Reynold ARNOULD (1919-1980), Portrait de Cécile Mouton-Brady, décembre 1975, feutres de couleur sur papier, 21 x 29,7 cm. Collection Rot-Vatin. © Droits réservés
Reynold ARNOULD (1919-1980), Portrait de Cécile Mouton-Brady, décembre 1975, feutres de couleur sur papier, 21 x 29,7 cm. Collection Rot-Vatin. © Droits réservés
Parallèlement, pendant la guerre, Reynold Arnould se lance sur le marché du portrait mondain, dans le sillage de Blanche.
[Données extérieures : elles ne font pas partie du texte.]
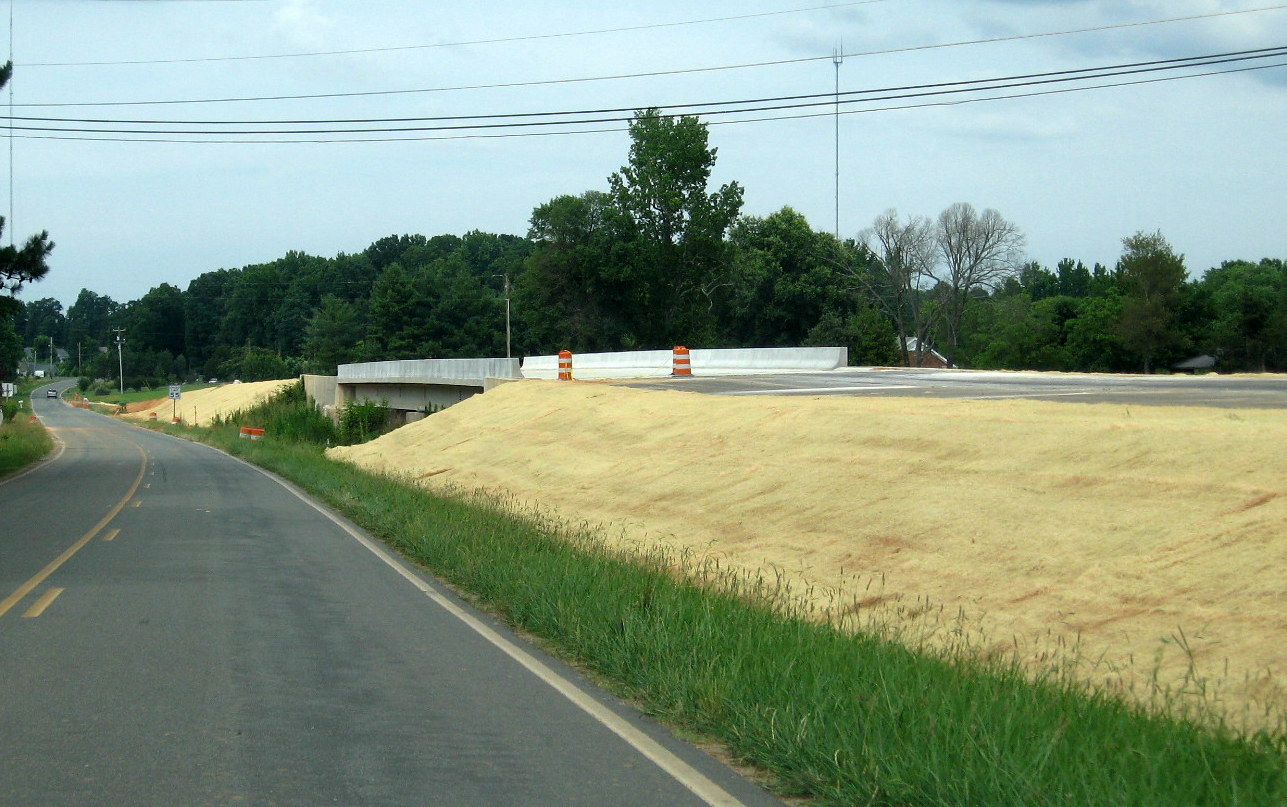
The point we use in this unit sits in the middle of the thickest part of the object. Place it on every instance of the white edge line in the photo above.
(681, 771)
(826, 389)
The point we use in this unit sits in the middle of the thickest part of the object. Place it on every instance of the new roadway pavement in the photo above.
(1211, 390)
(178, 627)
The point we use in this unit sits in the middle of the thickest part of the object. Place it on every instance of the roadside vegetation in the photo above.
(21, 442)
(834, 714)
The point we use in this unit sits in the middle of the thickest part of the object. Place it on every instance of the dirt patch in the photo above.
(147, 406)
(1151, 539)
(200, 407)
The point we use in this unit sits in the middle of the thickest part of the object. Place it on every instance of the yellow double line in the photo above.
(26, 588)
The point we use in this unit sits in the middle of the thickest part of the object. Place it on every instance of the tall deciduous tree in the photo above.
(680, 260)
(573, 291)
(900, 277)
(978, 251)
(1151, 276)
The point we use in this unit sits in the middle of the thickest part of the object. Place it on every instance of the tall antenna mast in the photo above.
(837, 58)
(10, 125)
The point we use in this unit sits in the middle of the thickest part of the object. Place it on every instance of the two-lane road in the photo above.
(180, 628)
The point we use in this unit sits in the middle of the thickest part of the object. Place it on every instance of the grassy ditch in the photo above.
(837, 717)
(21, 442)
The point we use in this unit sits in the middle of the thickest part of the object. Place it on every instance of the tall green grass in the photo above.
(286, 416)
(835, 716)
(21, 443)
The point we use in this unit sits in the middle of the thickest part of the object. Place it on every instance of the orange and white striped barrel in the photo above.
(681, 366)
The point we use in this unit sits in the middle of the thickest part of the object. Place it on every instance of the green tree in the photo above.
(155, 321)
(1151, 276)
(680, 258)
(868, 333)
(43, 317)
(203, 304)
(89, 318)
(1249, 313)
(332, 333)
(10, 350)
(25, 264)
(573, 291)
(785, 278)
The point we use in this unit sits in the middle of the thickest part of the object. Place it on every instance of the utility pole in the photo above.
(120, 359)
(837, 58)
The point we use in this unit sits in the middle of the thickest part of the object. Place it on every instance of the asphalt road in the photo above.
(1236, 391)
(178, 627)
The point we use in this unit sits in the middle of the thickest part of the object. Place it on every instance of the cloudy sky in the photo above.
(133, 205)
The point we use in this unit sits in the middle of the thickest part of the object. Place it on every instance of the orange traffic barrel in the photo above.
(680, 366)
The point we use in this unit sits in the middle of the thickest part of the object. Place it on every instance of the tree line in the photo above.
(660, 259)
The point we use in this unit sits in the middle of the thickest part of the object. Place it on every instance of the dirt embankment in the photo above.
(1155, 537)
(201, 407)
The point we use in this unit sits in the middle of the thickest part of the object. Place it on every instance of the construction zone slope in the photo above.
(1144, 545)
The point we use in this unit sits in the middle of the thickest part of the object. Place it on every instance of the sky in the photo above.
(1200, 157)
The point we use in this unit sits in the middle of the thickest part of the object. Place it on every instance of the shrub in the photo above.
(363, 421)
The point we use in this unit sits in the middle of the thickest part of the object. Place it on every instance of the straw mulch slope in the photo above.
(1142, 530)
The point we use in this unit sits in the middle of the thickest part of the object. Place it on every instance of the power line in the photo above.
(465, 43)
(653, 74)
(617, 129)
(729, 108)
(686, 108)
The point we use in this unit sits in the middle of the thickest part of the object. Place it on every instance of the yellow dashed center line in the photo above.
(39, 606)
(26, 588)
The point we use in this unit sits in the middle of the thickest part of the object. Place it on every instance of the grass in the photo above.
(838, 717)
(21, 442)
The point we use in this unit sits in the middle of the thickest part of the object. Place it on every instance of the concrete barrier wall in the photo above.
(466, 372)
(705, 362)
(411, 397)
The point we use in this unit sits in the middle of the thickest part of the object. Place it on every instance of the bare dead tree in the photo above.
(900, 277)
(978, 252)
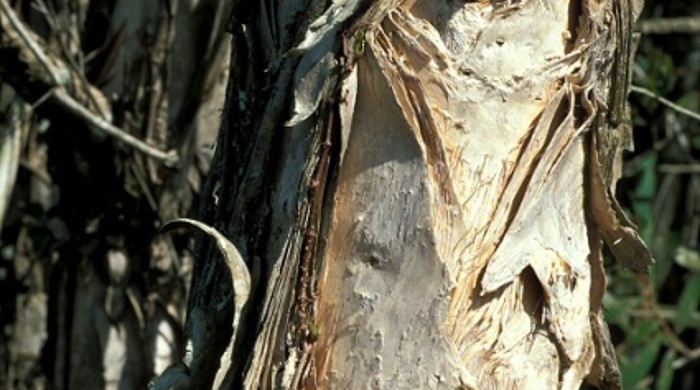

Le jeune Prix de Rome obtient de nombreux marchés qui l’aident à vivre. Il va peindre à Pau la veuve de Pierre Michelin et sa petite fille, à Louviers, les familles des industriels Charles Miquel et Paul Le Pelletier, à Lavelanet en Ariège, celle du filateur Constant Fonquernie, à Nice, la princesse Troubetzkoï ainsi que la comtesse et le comte Robert-Jean de Vogüe, le directeur du champagne Moët-et-Chandon, etc. Selon un procédé systématique emprunté à l’art de la Renaissance italienne, il installe en arrière-plan de ces portraits un paysage, réel ou imaginaire, à valeur symbolique. Dans l’âge de la maturité, il conserva à l’occasion cette activité de portraitiste mondain. Il peint ses mécènes comme Alix de Rothschild ou Henri et Isabelle Goüin, les propriétaires de l’abbaye de Royaumont. En 1976, il fait un portrait de Cécile Mouton-Brady, le jour de son mariage avec le comte Alain Pozzo di Borgo, petit-fils par sa mère de Robert-Jean de Vogüe, dont il avait fait le portrait en 1943.
 
Avant de quitter la villa « Il Paradiso » de Nice et les contraintes de l’art académique liées à son statut de pensionnaire de l’Académie, Reynold Arnould écrit au printemps 1943 un texte de bilan et d’espérance, où il explique son désir d’acquérir une liberté artistique sans rompre avec son apprentissage : « La difficulté est de trouver la technique, la discipline, la liberté aussi dans la peinture. Car j’ai conscience de lois comme sont celles de la métrique. Il faut connaitre ces ‘Défenses’ pour les rompre. Aussi m’y prends-je délicatement dans cette destruction. […] Dans ces chemins, je m’éloigne du Prix de Rome et vais malgré tout dans le solitaire. »[5]

Notes

[1] Gwenaële Rot et François Vatin, Reynold Arnould, La poétique de l’industrie, Paris, Presses universitaires de Nanterre, 2019, p.162
[2] Artistes et écrivains normands, à propos du salon de 1934, cité in Gwenaële Rot et François Vatin, op. cit., p. 163.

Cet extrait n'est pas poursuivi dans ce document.